Tuesday, November 15, 2016

Big Moon

As you probably have heard, last night and the night before the moon was the biggest and brightest it will be until the year 2034 (which is really just around the corner, if you think about it, so don’t sweat it if you missed this one).

Late Sunday afternoon, I was taking the dog for a walk through the trails in our woods, when I spied the moon rising. I ran back to the house for my camera and then back through the woods. I thought I could get cool pictures through the trees, but my camera didn’t know what to focus on, so they didn’t turn out.

I conceded and went to the end of the driveway where I had a clear shot down our road. Unfortunately I didn’t have my glasses on, so I couldn’t really tell if any of the pictures were turning out. It dawned on me that I have all these cool settings on my camera that I never use, so I scrolled through them. Of course, I never read my camera book, so I don’t know what any of those settings mean. But as already mentioned, I didn’t have my glasses on, so I couldn’t see the settings anyway.  

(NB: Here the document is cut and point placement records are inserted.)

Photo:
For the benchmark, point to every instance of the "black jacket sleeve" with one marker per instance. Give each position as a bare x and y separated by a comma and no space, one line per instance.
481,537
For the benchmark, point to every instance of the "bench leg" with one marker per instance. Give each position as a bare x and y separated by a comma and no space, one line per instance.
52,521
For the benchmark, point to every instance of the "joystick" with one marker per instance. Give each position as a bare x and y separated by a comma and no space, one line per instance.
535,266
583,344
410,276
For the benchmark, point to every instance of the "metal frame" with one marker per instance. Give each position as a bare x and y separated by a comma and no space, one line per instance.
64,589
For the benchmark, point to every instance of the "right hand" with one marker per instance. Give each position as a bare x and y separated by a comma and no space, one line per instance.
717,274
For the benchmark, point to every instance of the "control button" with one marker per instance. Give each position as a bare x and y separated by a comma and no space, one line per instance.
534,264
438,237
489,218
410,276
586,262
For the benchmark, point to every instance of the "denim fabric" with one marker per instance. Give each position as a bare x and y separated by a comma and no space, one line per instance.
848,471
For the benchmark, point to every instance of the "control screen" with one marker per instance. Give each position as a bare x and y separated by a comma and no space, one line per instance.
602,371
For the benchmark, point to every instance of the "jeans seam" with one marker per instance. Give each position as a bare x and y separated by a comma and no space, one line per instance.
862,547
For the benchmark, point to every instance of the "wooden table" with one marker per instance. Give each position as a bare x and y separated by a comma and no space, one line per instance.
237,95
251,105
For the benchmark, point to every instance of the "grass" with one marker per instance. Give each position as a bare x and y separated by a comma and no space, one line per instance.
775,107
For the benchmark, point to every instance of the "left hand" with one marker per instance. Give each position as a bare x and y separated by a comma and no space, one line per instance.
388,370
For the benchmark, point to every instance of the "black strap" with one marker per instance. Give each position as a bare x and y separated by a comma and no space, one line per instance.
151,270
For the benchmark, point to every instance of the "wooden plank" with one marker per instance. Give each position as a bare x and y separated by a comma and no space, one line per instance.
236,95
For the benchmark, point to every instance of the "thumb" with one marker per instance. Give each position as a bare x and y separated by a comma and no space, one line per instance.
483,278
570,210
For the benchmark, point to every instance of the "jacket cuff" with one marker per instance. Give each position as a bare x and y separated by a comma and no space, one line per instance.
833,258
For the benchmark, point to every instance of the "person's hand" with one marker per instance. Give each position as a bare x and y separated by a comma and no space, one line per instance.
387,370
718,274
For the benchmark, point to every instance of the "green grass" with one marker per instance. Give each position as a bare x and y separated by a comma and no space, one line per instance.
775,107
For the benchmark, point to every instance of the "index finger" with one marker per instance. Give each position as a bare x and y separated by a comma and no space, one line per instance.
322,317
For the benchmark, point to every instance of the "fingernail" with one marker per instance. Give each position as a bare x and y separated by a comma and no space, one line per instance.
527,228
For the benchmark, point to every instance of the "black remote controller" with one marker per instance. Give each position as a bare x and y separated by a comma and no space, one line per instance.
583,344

When I first bought my Yashica 35 mm FX-3 (here's a picture on Ebay of one exactly like the one I have stored away somewhere, peeled off fake leather and everything. You might want to read Sunday's post to understand why I still have that camera),  I played with all the settings and jotted notes in a little book so that once I got those pictures developed, I knew which settings worked best in each – well – setting. I know, it was all explained in that camera’s instruction book, just like in my current Nikon’s instruction book, but I am one of those who has to do the thing to learn how to do it.

So what do you think? Did any of my moons turn out? 






Yup, so those are all the settings on my Nikon CoolPix. Sure can't tell you which is which though.